Summer 2023 | Poetry

Gbenga Adesina

Three Poems

Equinox


My friends have declared my sadness in winter can be cured by eating fruits.

There is a blue heaven inside Red Globe grapes.

There is a bitter heaven inside even ripe Starfruits. 

Still, the muscle of the mouth opens to sweetness.

There are days I go on Google Earth and swoop down

on the dust and red sand of a faraway house on a hill

where my mother lives alone with a small dog at her feet.

At evenings, she talks and laughs with her partner who is a sycamore seed inside the grave.

The dead, because they love us, water the roots

of our plants. Stems of berries grow from their lungs. My father is a tree of mulberries now.

I taste one to my mouth in this Brooklyn fruit shop and close my eyes.

In the country of my birth, my family, at this moment, kneels before a white altar

to mark the anniversary of a death.

But I’m hours behind them.

Time is the border around my body.

My friends, their laughter often begins here

and ends in other countries. They too know the sea.

So, we browse fruits stores. 

I clutch two Gwen avocados 

to my chest and declare them my mother’s history.

Anytime now, my pocket will ring 

and it’ll be my mother calling.

I have memorized the rim of her voice. She invented my face.

We’ll embrace through the white static.

Metaphor cannot redeem distance.

Outside the fruit store, I walk 

and see the small animals

of the island, who, though it’s dark now, walk on the gravels and paths

of a park and leave their tiny footprints on the white sand. 

Above, a full moon stands guard and watches over 

them as if it were their owner.

To whom do I belong?


Alien in Residence


  I had a dream

  that crying in public had been banned 

  and woke up crying.

 

  All our past and future dead. 

  All our past and future dead 

  animals among the choir

 

  of fossils.

  I keep a small red notebook by my bedside 

  where I tally the number

 

  of humans I love who are dead

  and the number of humans I love who are not dead. 

  I rest my head in the space in between.

 

  Distance, a priest told me, is not death.
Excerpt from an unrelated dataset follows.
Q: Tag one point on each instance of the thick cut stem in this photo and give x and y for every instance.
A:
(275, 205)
  He also told me God invented death 

  to make us taste his loneliness. Empire, why are you afraid of my grief?

 

  At night when I cannot sleep

  and I can hear inside me the breath and heartbeats of my neighbors—

  those dead and those alive— through our paper thin walls. 

 

 I get off my bed, tip-toe across the room and trace my finger 

 around the face of my brother

 on his portrait on the wall.   

 

 Some evenings when I walk on the streets

 of Brooklyn, the shadow of a man swoops on me from behind — my brother, 

 whose face I have not seen in four years,

 

 who I miss desperately.

 Though when I turn to look

 no one is there.




Man Radiating Happiness

You are melancholy photographed in strobe light. You

look good. You are banjo with wood tufts. You

are baby wolf on the tar chair listening to Monk’s “Ruby, My Dear”

and quietly, then not quietly, weeping.

Your mother said you remember the way a trumpet

remembers wind. You

are Equinox playing from a stereo on a windowsill in Brooklyn at 4am

or the corked ear listening in the dark. You 

are the hymn in the throat of this city

that has tried but failed to kill you.

You are the cliff in the blue clefts of Coltrane Changes. You

are blue, not the color, the horn cry.

History invented your name.

Do you know your name?

You wear your weary well and call it jazz.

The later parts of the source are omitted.